Engagement unilatéral et usage : deux qualifications distinctes ?
Commentaire de l'arrêt : Cass. soc., 3 avr. 2024, no 22-16.937 F-B
Jurisprudence sociale Lamy n°585 du 4 juin 2024
Engagement unilatéral et usage : deux qualifications distinctes ? La durée déterminée de l’engagement unilatéral fait obstacle à sa requalification en usage et à l’application de la procédure de dénonciation afférente
Commentaire réalisé par Sophie Pélicier-Loevenbruck et Danis Schmit
Par un arrêt rendu le 3 avril 2024, la Cour de cassation rappelle qu’un engagement unilatéral à durée déterminée cesse automatiquement de produire effet au terme fixé, sans que l’employeur soit tenu de procéder aux formalités de dénonciation applicables aux usages et engagements unilatéraux à durée indéterminée.
Un engagement unilatéral à durée déterminée réitéré requalifié en usage par les juges du fond
La société La Poste avait soumis à l’avis du comité d’hygiène, de sécurité et des conditions de travail (ci-après « CHSCT ») un projet d’évolution de l’organisation du travail du site de Domont, dans le cadre d’une procédure de consultation qui avait fait l’objet d’une réunion d’information le 19 janvier 2021.
L’organisation du travail de ce site avait déjà fait l’objet d’une première évolution soumise à la consultation préalable du CHSCT et effective au 28 septembre 2020, soit quatre mois auparavant.
Le 11 mars 2021, date à laquelle le CHSCT devait rendre son avis sur le projet d’évolution susvisé, ce dernier et le syndicat Sud Postaux 95 ont saisi le tribunal judiciaire de Pontoise afin qu’il soit fait interdiction à La Poste de mettre en œuvre son projet d’évolution de l’organisation du site de Domont avant le 28 septembre 2022, soit à l’expiration d’un délai de deux ans courant à compter de la date à laquelle ce site avait fait l’objet de la première réorganisation.
Le CHSCT soutenait que La Poste contrevenait ainsi à l’engagement qu’elle avait pris de respecter un délai de deux ans entre « tous les projets impactant l’organisation et le fonctionnement des services » aux termes d’une règle interne figurant dans un « Bulletin ressources humaines » (BRH) en date du 28 mars 2013 intitulé « méthode de conduite du changement : alerte sociale ».
Par ordonnance du 2 juillet 2021, le tribunal judiciaire faisait droit à la demande du CHSCT et du syndicat.
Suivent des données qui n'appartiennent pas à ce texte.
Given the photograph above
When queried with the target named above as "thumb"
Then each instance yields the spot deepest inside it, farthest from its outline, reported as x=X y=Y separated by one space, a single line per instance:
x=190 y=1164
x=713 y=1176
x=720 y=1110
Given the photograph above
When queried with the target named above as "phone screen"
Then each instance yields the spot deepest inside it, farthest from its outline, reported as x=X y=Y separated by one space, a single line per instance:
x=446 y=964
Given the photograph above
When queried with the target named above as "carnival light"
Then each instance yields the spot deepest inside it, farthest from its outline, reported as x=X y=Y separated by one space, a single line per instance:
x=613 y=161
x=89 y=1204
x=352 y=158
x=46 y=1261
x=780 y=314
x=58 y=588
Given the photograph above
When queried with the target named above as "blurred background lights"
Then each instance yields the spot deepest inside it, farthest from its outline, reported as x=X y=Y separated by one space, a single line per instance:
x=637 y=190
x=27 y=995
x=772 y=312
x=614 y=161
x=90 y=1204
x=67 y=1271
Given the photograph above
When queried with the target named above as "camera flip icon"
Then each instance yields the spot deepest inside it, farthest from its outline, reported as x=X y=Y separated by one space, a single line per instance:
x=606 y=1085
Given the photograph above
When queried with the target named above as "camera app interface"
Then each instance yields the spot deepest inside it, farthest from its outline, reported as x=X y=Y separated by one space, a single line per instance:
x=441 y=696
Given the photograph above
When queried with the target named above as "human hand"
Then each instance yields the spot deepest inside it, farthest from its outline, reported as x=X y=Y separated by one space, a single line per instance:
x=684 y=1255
La Poste interjetait appel. Par un arrêt du 31 mars 2022, la cour d’appel de Versailles confirmait l’ordonnance du tribunal judiciaire ayant ordonné à La Poste la suspension de la mise en œuvre du projet de réorganisation du site de Domont jusqu’au 28 septembre 2022.
La cour relevait notamment qu’il ressortait du BRH du 28 mars 2013 que l’engagement de respecter un délai de deux ans entre deux réorganisations avait été pris par La Poste pour une durée déterminée, d’abord du 22 janvier 2013 au 21 janvier 2016, puis qu’il avait été prorogé, et ce, en dernier lieu par un nouveau BRH en date du 20 décembre 2019 fixant son terme au 31 décembre 2020.
Elle constatait également que cet engagement n’avait pas été prolongé de manière expresse par La Poste au-delà du 31 décembre 2020.
En dépit de ces constatations, la cour d’appel jugeait que cet engagement devait être néanmoins qualifié d’usage dans la mesure où il remplissait les critères de généralité, de constance et de fixité propres à celui-ci, après avoir relevé qu’il avait été « appliqué de façon ininterrompue a minima depuis 2013 ».
Les juges du fond ont en conséquence estimé que La Poste restait tenue par son engagement de respecter un délai de deux ans entre deux réorganisations dans la mesure où elle n’avait pas procédé aux formalités préalables de dénonciation auprès des représentants du personnel et des salariés.
La Poste formait un pourvoi en cassation.